This group holds the sensors that detect the traffic utilization of each network device. The bandwidth usage (amounts of input and output octets) is collected and calculated with the transmission speed of the network device. For network cards, since the duplex mode cannot be detected correctly, hence full duplex is assumed for further calculation. If a network card works in half duplex mode, the real utilization should be half of reported value. A network utilization sensor always has warning-high and fatal-high threshold values. The loopback device will not be monitored.

Each sensor has affiliated properties: Name, Speed, Discarded Packets, Error Packets, Input Octets, and Output Octets.


Fig. The Network Group

Memory

This group possesses three kinds of memory usage: physical memory utilization (%), page file utilization (%), and page fault per second (Hz).

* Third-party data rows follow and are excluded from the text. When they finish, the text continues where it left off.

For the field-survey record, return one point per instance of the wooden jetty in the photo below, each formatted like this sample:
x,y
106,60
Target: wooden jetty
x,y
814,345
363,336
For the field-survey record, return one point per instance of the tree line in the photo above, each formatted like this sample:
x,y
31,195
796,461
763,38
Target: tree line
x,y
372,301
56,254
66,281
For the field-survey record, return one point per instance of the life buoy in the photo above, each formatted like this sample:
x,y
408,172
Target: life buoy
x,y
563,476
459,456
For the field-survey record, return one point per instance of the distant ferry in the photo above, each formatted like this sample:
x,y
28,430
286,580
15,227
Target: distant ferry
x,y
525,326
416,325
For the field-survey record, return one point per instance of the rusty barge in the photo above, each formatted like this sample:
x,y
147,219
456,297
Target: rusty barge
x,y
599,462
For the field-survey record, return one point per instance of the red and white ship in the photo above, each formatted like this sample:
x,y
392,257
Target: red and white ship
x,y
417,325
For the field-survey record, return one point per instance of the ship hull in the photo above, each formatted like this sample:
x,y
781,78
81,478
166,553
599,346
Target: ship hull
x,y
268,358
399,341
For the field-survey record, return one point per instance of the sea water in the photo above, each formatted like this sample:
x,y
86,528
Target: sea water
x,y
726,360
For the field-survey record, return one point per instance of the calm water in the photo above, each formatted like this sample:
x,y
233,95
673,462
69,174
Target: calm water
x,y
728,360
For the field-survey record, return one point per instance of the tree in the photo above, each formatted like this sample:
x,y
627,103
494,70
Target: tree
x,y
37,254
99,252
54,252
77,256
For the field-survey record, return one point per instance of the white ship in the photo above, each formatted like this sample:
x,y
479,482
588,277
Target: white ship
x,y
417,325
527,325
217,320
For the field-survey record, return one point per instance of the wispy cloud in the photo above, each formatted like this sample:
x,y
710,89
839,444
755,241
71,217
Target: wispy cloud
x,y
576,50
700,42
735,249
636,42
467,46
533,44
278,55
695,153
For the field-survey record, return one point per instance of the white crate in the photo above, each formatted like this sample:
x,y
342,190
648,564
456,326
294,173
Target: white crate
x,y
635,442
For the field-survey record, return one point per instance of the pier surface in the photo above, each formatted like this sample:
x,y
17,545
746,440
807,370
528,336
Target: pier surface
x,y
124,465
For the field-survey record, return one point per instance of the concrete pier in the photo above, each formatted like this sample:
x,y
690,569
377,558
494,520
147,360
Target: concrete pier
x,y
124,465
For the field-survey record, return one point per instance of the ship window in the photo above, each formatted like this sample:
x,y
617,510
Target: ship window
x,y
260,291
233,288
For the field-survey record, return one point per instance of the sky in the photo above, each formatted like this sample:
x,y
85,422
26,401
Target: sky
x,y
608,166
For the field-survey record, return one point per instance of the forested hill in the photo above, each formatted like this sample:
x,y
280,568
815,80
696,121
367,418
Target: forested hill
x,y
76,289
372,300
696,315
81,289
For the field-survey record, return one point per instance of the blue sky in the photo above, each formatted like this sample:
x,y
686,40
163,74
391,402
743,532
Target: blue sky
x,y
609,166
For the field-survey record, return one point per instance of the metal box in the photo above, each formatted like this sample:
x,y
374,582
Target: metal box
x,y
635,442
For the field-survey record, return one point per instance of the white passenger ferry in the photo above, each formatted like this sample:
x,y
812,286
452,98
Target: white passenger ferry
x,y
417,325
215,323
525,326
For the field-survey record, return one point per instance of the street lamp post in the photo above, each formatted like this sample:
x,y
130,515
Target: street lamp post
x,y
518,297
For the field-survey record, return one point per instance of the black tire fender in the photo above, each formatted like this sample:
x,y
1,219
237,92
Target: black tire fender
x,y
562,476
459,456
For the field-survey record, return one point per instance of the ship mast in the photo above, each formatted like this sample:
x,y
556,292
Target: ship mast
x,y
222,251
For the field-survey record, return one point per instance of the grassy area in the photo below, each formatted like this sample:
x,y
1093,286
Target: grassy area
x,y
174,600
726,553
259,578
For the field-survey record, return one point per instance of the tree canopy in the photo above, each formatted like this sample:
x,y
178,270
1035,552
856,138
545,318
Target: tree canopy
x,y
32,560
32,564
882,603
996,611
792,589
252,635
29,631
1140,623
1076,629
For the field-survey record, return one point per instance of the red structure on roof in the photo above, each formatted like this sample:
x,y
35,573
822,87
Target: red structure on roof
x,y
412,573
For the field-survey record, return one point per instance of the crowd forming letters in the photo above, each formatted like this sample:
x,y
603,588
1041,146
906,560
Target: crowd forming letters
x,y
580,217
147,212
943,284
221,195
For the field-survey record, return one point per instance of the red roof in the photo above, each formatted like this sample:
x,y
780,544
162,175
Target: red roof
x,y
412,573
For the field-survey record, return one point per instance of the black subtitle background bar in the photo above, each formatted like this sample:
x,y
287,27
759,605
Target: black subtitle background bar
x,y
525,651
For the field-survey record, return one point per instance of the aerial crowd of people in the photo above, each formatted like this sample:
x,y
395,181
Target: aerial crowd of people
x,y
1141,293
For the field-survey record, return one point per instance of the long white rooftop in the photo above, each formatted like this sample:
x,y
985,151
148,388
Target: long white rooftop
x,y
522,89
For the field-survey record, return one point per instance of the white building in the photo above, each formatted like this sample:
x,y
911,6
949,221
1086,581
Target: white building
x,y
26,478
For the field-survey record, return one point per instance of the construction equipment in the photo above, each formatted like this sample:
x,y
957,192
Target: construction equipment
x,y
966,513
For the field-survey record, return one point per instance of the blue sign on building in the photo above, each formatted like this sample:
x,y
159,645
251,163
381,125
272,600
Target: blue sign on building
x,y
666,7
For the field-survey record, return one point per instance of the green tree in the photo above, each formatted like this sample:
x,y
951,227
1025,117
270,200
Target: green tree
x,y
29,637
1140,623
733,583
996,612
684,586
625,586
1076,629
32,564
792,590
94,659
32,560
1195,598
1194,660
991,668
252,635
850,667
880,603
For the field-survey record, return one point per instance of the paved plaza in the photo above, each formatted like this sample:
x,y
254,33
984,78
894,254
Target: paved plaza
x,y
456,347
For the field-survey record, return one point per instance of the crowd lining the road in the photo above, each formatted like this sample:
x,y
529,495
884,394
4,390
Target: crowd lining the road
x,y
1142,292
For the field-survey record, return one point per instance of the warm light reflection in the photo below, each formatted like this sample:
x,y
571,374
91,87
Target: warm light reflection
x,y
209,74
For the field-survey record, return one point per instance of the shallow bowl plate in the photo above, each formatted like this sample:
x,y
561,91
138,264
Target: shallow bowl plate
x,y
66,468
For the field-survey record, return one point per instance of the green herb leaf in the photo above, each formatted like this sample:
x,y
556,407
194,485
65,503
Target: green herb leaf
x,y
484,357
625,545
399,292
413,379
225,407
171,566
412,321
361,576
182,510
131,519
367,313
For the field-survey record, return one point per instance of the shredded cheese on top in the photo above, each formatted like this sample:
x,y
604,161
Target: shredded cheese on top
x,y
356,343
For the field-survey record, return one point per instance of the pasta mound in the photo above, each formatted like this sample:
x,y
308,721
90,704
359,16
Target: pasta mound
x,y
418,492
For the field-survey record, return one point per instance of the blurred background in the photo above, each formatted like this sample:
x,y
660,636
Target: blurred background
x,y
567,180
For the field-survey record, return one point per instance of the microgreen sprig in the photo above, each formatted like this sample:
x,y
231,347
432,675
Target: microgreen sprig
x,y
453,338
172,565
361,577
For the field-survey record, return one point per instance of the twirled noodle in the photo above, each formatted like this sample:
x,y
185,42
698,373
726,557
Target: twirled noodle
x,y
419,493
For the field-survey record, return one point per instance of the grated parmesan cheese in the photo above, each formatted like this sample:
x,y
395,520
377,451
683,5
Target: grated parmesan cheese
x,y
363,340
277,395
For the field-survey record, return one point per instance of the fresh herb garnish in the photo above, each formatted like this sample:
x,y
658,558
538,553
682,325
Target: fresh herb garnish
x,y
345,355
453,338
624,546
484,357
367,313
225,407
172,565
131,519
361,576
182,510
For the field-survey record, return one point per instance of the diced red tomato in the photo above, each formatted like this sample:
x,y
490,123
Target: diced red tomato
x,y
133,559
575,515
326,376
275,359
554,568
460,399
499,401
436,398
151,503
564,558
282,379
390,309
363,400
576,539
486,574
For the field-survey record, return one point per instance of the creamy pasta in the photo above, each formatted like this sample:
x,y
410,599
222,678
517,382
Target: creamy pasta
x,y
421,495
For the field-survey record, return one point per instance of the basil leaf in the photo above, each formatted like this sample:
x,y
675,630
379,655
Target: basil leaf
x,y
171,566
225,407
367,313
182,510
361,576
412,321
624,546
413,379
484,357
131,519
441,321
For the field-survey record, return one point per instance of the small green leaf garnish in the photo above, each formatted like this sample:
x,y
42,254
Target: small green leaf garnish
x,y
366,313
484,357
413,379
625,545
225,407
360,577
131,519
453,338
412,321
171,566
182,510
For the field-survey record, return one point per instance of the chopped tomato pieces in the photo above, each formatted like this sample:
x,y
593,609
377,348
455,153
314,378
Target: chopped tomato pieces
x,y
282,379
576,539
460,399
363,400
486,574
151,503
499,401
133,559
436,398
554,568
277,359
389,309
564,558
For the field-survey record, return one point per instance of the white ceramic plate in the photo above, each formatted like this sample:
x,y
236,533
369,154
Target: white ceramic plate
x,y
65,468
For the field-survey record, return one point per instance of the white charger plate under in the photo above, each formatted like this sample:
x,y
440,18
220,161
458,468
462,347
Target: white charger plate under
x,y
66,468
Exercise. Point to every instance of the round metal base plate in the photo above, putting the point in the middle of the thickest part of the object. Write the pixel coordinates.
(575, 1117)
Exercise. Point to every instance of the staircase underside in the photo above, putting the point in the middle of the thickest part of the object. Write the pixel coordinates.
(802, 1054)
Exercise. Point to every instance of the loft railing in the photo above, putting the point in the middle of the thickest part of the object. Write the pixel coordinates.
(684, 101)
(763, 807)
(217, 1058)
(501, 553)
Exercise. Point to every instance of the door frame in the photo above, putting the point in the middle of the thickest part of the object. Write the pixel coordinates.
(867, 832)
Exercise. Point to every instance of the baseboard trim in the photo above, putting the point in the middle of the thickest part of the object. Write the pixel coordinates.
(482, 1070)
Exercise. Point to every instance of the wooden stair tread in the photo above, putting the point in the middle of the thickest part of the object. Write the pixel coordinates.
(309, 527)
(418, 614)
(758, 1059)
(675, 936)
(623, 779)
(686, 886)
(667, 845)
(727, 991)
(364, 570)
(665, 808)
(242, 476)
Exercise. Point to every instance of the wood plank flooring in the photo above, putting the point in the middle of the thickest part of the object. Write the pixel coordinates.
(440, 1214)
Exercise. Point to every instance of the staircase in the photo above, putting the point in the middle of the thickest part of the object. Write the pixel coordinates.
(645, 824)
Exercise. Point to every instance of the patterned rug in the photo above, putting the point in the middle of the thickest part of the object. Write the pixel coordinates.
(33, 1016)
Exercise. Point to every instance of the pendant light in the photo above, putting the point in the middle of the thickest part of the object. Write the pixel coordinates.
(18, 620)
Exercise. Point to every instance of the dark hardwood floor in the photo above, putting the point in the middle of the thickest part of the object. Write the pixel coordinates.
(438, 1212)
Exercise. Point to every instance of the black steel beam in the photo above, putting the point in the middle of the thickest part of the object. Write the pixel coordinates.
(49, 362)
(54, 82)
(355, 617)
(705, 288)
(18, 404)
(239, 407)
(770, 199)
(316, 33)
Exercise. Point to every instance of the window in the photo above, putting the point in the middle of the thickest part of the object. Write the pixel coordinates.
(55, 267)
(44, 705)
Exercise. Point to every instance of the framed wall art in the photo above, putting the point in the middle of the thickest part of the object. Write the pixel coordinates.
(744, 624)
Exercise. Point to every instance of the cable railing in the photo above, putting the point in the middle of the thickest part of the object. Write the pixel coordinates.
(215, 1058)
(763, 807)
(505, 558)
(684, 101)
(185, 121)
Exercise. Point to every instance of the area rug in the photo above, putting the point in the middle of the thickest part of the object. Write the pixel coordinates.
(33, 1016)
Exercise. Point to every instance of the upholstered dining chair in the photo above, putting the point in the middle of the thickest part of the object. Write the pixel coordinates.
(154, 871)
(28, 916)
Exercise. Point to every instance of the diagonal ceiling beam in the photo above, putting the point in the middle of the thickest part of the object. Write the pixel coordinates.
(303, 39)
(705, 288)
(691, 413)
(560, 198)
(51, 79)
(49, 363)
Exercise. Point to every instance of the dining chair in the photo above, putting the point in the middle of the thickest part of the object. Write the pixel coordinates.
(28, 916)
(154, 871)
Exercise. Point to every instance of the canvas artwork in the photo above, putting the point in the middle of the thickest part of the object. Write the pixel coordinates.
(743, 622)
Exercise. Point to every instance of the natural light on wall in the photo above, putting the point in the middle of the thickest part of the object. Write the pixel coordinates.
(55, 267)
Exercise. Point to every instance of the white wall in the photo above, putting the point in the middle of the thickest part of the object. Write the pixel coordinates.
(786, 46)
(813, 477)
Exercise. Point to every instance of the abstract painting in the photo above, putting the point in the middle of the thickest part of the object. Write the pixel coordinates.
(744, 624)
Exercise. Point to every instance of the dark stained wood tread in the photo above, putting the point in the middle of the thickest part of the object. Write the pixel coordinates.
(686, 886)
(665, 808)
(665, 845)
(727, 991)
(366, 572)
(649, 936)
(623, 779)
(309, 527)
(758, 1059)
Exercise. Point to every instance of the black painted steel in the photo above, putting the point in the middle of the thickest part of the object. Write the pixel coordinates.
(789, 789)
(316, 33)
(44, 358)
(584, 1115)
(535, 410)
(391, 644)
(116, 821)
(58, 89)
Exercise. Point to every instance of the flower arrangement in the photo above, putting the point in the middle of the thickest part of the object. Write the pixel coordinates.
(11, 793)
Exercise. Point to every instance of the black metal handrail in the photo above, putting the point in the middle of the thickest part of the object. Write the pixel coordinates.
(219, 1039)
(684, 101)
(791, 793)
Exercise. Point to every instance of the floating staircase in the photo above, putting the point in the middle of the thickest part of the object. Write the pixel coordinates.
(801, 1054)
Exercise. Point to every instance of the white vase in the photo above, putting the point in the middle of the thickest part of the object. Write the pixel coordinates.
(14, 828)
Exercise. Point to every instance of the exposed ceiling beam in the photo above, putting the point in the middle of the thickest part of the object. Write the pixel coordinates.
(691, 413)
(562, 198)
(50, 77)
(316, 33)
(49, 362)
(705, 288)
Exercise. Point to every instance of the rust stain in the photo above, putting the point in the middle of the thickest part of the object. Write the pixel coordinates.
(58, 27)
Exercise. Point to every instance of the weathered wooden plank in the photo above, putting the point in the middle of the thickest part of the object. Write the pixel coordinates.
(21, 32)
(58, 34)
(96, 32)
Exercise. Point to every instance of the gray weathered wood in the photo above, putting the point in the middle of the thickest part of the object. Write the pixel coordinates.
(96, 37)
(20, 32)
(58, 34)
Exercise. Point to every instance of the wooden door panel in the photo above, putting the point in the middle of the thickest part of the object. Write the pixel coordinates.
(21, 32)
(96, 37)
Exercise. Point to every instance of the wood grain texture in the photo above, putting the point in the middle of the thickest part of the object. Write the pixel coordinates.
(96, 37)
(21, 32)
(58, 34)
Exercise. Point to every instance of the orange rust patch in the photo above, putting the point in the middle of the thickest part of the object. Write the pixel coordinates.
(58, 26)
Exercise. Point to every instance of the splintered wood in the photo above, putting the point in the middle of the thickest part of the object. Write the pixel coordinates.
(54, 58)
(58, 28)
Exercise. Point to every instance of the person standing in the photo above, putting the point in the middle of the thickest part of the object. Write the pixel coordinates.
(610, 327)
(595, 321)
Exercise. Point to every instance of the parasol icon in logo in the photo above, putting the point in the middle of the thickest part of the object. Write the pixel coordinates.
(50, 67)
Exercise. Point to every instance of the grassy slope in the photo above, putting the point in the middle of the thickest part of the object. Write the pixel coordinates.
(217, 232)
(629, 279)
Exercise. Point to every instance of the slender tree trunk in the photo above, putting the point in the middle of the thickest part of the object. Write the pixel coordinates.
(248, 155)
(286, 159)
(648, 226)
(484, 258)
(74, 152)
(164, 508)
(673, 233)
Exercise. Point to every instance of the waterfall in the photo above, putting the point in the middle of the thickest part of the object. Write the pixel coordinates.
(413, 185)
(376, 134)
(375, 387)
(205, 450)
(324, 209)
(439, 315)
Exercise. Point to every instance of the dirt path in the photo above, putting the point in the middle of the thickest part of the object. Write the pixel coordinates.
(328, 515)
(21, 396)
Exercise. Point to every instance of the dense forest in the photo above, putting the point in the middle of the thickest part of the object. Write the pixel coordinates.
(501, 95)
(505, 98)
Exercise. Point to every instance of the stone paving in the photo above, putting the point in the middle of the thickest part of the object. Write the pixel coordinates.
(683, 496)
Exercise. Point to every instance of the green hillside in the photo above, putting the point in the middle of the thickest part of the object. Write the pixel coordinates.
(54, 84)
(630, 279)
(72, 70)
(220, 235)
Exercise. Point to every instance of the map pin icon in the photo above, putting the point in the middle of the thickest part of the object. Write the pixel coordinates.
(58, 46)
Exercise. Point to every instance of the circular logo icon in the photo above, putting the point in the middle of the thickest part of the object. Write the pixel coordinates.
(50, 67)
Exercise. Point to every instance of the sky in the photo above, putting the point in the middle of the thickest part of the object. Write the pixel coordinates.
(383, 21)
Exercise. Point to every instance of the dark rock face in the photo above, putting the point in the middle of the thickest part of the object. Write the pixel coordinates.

The first two sensors are obvious to understand. The last one is how often that the activity of page fault occurs. A page fault means that some data are already swapped out into secondary storage such as disks but now they need to be swapped back into physical memory for further use. A heavy loading system (with too few physical memory or has too many tasks executed) usually has high page fault occurrence. This is an important index of system performance. You should always concern this and tune up to gain more computing capability. A memory utilization sensor always has warning-high and fatal-high threshold values.

The group has affiliated properties: Total Physical Memory, Available Physical Memory, Total Page File Size, Available Page File Size, Total Virtual Memory, and Available Virtual Memory.


Fig. The Memory Group

CPU

This group has sensors that detect how many percentages of each CPU loadings. In a multi-processor system, the CPU is logical only if the system supports Hyper-Threading Technology (i.e. Intel Pentium 4 Xeon, Intel Pentium 4 533Mhz FSB 3.06GHz, Intel Pentium 4 800Mhz FSB 3.2GHz, 3.0GHz, 2.8C GHz, 2.6C GHz, and 2.4C GHz); otherwise, CPU is physical only.

In addition, there is an sensor of overall CPU utilization that is the total utilization of all CPU loadings. A CPU utilization sensor always has warning-high and fatal-high threshold values.

This group has affiliated properties: Total Physical Processors, Total Logical Processors, and Threshold Event for CPU Utilization. The first two are trivial but the last one is somehow important. You can stop ASWM to generate events when the utilization goes beyond the threshold values. This is useful if your system always in a high-loading condition.


Fig. The CPU Group

RAID

This group encloses the sensors that are detecting the RAID status. Currently, it is only supported on a Linux platform for Soft RAID system. RAID status sensor is somewhat like a disk S.M.A.R.T. sensor that also is a sort of descriptive sensor.

Each sensor has the affiliated properties: RAID name, RAID type, RAID Configuration, Total Disks, Active Disks, Working Disks, Failed Disks, Spare Disks, Members, and Partition Members.


Fig. The RAID Group